Gary Obermeyer, Monday Apr 12, 2010, 09:15 pm

Most so-called "reforms" in education ignore a fundamental issue - public expectations of schooling have changed while the system has not.  The system was designed to grade and sort students, not to assure that all students succeed. Because of this blind spot, the remedies do not work and are often counter-productive. Thus schools (along with teachers and their unions) are caught in self-reinforcing cycle of disappointment and "reform."

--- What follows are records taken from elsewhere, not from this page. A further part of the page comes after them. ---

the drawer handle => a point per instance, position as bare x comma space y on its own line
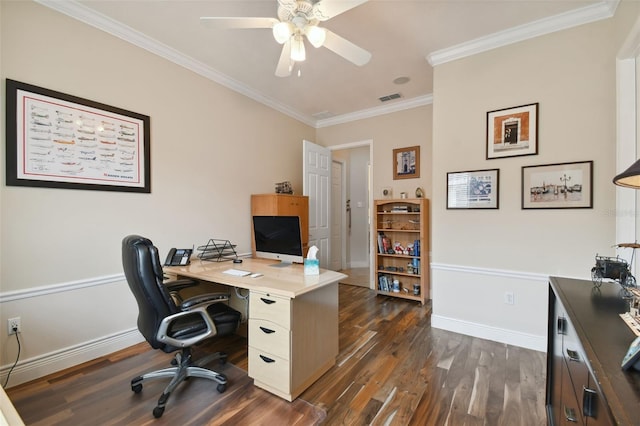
570, 414
589, 402
573, 355
267, 359
562, 329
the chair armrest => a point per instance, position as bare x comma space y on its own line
177, 285
162, 336
203, 300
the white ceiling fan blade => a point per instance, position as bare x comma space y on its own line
285, 64
237, 23
327, 9
346, 49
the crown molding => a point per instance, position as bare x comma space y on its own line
376, 111
602, 10
90, 17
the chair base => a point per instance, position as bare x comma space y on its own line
184, 368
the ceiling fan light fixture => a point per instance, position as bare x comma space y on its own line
315, 35
297, 49
282, 32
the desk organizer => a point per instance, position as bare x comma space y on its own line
217, 250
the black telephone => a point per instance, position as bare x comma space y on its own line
178, 257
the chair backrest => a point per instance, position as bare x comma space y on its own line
143, 271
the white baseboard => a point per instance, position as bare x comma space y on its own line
31, 369
482, 331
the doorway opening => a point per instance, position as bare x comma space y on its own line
351, 200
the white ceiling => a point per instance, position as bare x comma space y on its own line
405, 38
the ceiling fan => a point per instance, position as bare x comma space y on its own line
297, 20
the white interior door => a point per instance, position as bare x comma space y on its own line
316, 172
337, 215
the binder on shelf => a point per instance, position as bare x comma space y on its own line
217, 250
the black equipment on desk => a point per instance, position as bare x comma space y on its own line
178, 257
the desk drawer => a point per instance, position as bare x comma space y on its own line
270, 369
271, 308
269, 337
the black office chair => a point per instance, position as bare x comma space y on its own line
170, 323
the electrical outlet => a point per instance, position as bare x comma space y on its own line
13, 323
509, 298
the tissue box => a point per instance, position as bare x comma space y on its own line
312, 267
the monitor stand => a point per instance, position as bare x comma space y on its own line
281, 264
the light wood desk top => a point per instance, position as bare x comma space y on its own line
287, 281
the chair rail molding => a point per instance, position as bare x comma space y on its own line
11, 296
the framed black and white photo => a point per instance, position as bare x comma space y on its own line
512, 131
57, 140
558, 186
477, 189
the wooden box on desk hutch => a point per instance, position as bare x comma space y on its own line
402, 225
282, 205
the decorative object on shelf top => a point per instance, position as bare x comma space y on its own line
284, 188
217, 250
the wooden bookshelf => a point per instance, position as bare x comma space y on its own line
402, 248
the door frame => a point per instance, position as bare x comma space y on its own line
627, 79
358, 144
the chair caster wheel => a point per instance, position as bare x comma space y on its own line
157, 412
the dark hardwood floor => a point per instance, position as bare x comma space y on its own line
392, 369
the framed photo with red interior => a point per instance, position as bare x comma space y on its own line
512, 132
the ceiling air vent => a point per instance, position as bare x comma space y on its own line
390, 97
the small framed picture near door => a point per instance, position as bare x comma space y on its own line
512, 131
406, 163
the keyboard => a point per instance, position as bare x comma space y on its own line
237, 272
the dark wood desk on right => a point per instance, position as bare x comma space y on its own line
586, 343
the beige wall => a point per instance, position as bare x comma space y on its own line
478, 256
397, 130
206, 144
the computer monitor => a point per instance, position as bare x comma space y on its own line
278, 238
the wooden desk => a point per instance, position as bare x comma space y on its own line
293, 320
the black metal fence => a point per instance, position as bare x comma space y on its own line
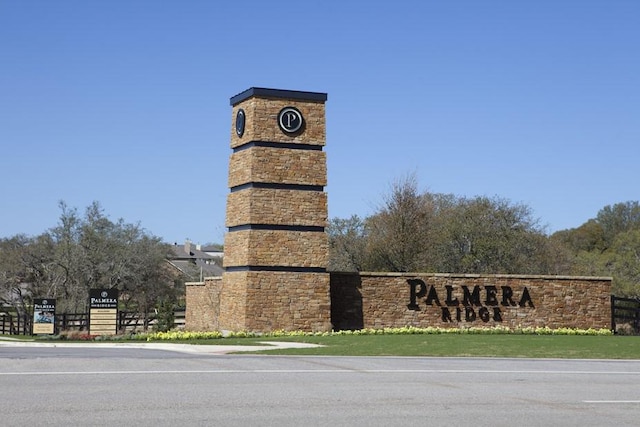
128, 321
625, 315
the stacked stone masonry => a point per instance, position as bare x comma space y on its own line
277, 248
277, 207
278, 301
379, 300
278, 166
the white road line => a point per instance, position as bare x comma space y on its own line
324, 371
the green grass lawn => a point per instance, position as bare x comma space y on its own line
460, 345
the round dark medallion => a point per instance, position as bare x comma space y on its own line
290, 120
240, 120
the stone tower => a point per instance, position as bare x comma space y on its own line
276, 248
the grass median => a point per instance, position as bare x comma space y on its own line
454, 345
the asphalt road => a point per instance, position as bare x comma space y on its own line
91, 386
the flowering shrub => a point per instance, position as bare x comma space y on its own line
406, 330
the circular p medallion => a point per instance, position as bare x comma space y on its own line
240, 121
290, 120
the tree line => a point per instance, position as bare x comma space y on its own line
415, 231
88, 252
411, 231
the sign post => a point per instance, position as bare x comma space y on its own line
103, 311
44, 316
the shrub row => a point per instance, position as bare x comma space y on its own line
407, 330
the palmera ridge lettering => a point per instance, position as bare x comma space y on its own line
466, 304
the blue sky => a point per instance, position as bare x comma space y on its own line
127, 103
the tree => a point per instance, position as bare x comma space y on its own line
82, 253
398, 235
484, 235
623, 262
347, 244
618, 218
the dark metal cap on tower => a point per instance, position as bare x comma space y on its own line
278, 93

It is not fair to expect that all third-graders will be equally proficient readers.  Some kids take a little longer, for a whole host of reasons (developmental, personal, familial, etc.). Anyone who has worked with groups of students understands that they learn at different rates and that there are many paths to mastery.  This is even more evident for those who work in multicultural classrooms.  

It does not take an accountability system of high-stakes testing to pressure teachers to do better.  A failed school label does not contribute to morale, nor create a climate of collaboration.  The threat of punishment (even firing) based on test scores is no way to retain or attract quality professionals to schools and communities with the greatest need.

Any teacher can tell you that the critical factor in learning is engagement and that what they need more than anything else is time to work with their colleagues to figure out how to create a learning environment were each and every student is learning.  They can (and will) also tell you that teaching to the test (which they are feeling increasing pressure to do) gets in the way of learning.

I am looking for policy makers who recognize the need for an organizational transformation. Those who understand the central importance of:

  • concentrating on creating the conditions to support community-centered innovation on a massive scale. 
  • removing policies that lock schools into the mass-production paradigm (i.e. grade-levels, scope and sequence, pacing guides, etc.).
  • adopting accountability systems that leave room for schools to engage their respective communities in conversation about what matters most, and
  • helping schools make continuous and reliable judgments about their progress. 
  • establishing as a central measure of reform - whether teachers feel empowered to help reach the goal of creating the conditions where all students learn.

If you know places with leaders like that, I'd love to hear about it.